In ongoing shows, March comes in like a Lion has continued to be quietly great. There are less fireworks now than there used to be, but more development and progression. Shimada has been a great addition to the cast.

Not for me:

  • Little Witch Academia: In the end, this is basically a kids show (that's made by Trigger, and is airing at midnight because apparently the TV anime model is fundamentally broken). There's nothing wrong with LWA being a kid's show, but kids shows generally don't really appeal to me and LWA has not been the exception.

    This is kind of what I was worried about before LWA started airing, although not exactly it. In the end it was less the cliched stuff and more the general style that didn't work for me. I have a bunch of issues with what happened in the episodes I watched, but in the end all of them come from looking at a kids show with the eyes of an adult.

Dropped:

  • Blue Exorcist - Kyoto Saga: In the end, the slow pacing killed it for me. This has the leisurely execution of a show that knows it's adapting a manga arc and is thus ultimately not particularly going anywhere. I like the characters, but no.

  • Kono Subarashii Sekai ni Shukufuku wo! 2: Episode 4 was all about Darkness and I hate what the show does with Darkness, so I bounced off it and then realized I wasn't particularly interested in the show as a whole.
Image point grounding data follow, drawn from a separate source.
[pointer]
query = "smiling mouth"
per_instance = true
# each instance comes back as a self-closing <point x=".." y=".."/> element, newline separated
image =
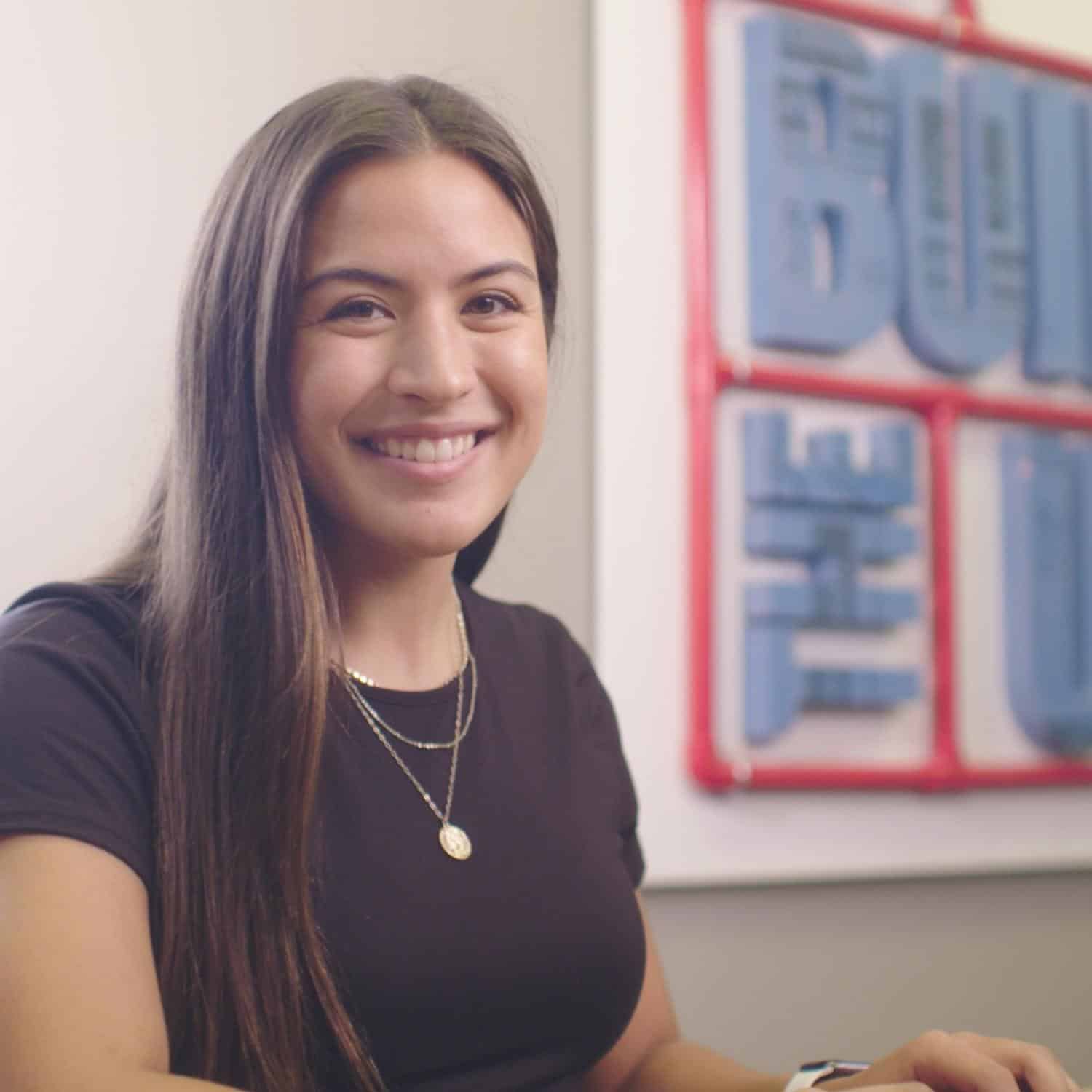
<point x="425" y="450"/>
The show had one core joke and mostly wore it out in the first season; the things it did in the first three episodes of the second season weren't enough to keep me (and some of them I disliked).

I have continued to not watch Saga of Tanya the Evil, and what I've heard about recent developments have convinced me that this is the right decision (partly because I'm on Tanya's side in one small aspect of the show, although everything else I've heard about her makes me think I'd dislike her).

In the past I've felt antsy when I was down to this few shows I was watching. This season I have no such issues so far, and I think that that's partly because the three remaining shows are all really good ones. They each leave me happily contented when I watch an episode and I eagerly anticipate the next one when it gets close.